Load convolutional layers partially from saved model

Is there a way to load specific layers of convolutional layers (e.g. only 1-3), when I saved the model in following way:

torch.save({'state_dict': net.state_dict(),'optimizer': optimizer.state_dict()},PATH)

instead of

torch.save(net.state_dict(), PATH)

My network looks like:

        self.conv.add_module('conv1_s1',nn.Conv2d(3, 32, kernel_size=9, stride=1, padding=0))
        self.conv.add_module('relu1_s1',nn.ReLU(inplace=True))
        self.conv.add_module('pool1_s1',nn.MaxPool2d(kernel_size=3, stride=1))                           

        self.conv.add_module('conv2_s1',nn.Conv2d(32, 48, kernel_size=3, padding=2, groups=2))
        self.conv.add_module('relu2_s1',nn.ReLU(inplace=True))
        self.conv.add_module('pool2_s1',nn.MaxPool2d(kernel_size=3, stride=2))
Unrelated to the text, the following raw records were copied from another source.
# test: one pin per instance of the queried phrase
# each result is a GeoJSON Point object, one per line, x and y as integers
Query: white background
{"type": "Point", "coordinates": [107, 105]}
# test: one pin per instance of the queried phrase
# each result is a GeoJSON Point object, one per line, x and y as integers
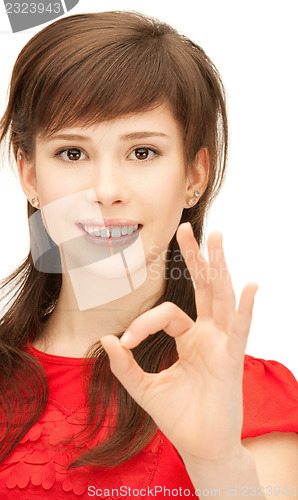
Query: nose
{"type": "Point", "coordinates": [109, 187]}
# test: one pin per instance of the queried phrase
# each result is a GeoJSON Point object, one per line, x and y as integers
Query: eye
{"type": "Point", "coordinates": [143, 154]}
{"type": "Point", "coordinates": [72, 154]}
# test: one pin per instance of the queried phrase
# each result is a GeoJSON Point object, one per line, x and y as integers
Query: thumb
{"type": "Point", "coordinates": [125, 368]}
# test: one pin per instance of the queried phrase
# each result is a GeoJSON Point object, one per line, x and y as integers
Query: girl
{"type": "Point", "coordinates": [123, 365]}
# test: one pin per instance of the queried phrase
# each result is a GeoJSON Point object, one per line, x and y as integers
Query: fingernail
{"type": "Point", "coordinates": [126, 338]}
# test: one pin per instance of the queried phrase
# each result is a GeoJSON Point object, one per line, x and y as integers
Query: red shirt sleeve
{"type": "Point", "coordinates": [270, 398]}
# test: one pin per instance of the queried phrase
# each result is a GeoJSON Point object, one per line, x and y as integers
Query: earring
{"type": "Point", "coordinates": [193, 200]}
{"type": "Point", "coordinates": [35, 202]}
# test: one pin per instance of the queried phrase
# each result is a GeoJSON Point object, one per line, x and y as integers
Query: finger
{"type": "Point", "coordinates": [125, 368]}
{"type": "Point", "coordinates": [198, 269]}
{"type": "Point", "coordinates": [223, 296]}
{"type": "Point", "coordinates": [167, 316]}
{"type": "Point", "coordinates": [242, 319]}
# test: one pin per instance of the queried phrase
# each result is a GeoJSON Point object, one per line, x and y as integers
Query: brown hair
{"type": "Point", "coordinates": [83, 69]}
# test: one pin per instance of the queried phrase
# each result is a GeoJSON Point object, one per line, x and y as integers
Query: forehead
{"type": "Point", "coordinates": [159, 122]}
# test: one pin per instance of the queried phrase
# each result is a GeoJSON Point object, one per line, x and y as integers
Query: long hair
{"type": "Point", "coordinates": [84, 69]}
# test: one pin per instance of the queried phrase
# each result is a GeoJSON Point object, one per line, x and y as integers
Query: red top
{"type": "Point", "coordinates": [36, 467]}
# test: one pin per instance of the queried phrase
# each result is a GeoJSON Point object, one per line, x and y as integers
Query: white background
{"type": "Point", "coordinates": [254, 45]}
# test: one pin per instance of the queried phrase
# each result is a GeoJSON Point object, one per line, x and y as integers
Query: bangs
{"type": "Point", "coordinates": [88, 68]}
{"type": "Point", "coordinates": [94, 85]}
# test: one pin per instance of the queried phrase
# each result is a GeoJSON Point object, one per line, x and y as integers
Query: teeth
{"type": "Point", "coordinates": [113, 231]}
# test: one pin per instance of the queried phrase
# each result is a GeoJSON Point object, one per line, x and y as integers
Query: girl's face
{"type": "Point", "coordinates": [131, 168]}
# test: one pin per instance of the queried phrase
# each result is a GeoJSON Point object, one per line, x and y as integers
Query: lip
{"type": "Point", "coordinates": [102, 223]}
{"type": "Point", "coordinates": [122, 241]}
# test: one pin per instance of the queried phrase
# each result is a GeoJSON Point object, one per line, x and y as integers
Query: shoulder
{"type": "Point", "coordinates": [276, 458]}
{"type": "Point", "coordinates": [270, 398]}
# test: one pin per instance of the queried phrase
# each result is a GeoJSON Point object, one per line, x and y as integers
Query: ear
{"type": "Point", "coordinates": [197, 176]}
{"type": "Point", "coordinates": [26, 171]}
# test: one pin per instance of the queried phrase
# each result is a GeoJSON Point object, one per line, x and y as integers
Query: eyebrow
{"type": "Point", "coordinates": [125, 137]}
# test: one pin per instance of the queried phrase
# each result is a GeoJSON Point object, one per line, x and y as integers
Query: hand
{"type": "Point", "coordinates": [197, 402]}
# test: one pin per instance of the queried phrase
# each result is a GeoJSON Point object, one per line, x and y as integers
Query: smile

        self.conv.add_module('conv3_s1',nn.Conv2d(48, 96, kernel_size=3, padding=2, groups=2))
        ..
        self.conv.add_module('conv4_s1',nn.Conv2d(96, 96, kernel_size=3, padding=2, groups=2))
        ..
        self.conv.add_module('conv5_s1',nn.Conv2d(96, 48, kernel_size=3, padding=2, groups=2))


I tried to load the layer partially from saved model like:

        checkpointL = torch.load(PATH)
        originalNetwork.load_state_dict(checkpointL['conv.conv1_s1.weight'])
        originalNetwork.load_state_dict(checkpointL['conv.conv1_s1.bias'])

and got error: KeyError: 'conv.conv1_s1.weight'

Do I have to save the model using torch.save(net.state_dict(), PATH) in order to be able to load only specific layers of my convolutional layers.

Thanks for help!

I think the way you have saved the model seems fine
Can you print checkpointL.keys() values?

checkpointL.keys() yields dict_keys(['state_dict', 'optimizer']). I want to load the weights for only e.g. 'conv1_s1' or 'conv2_s1'.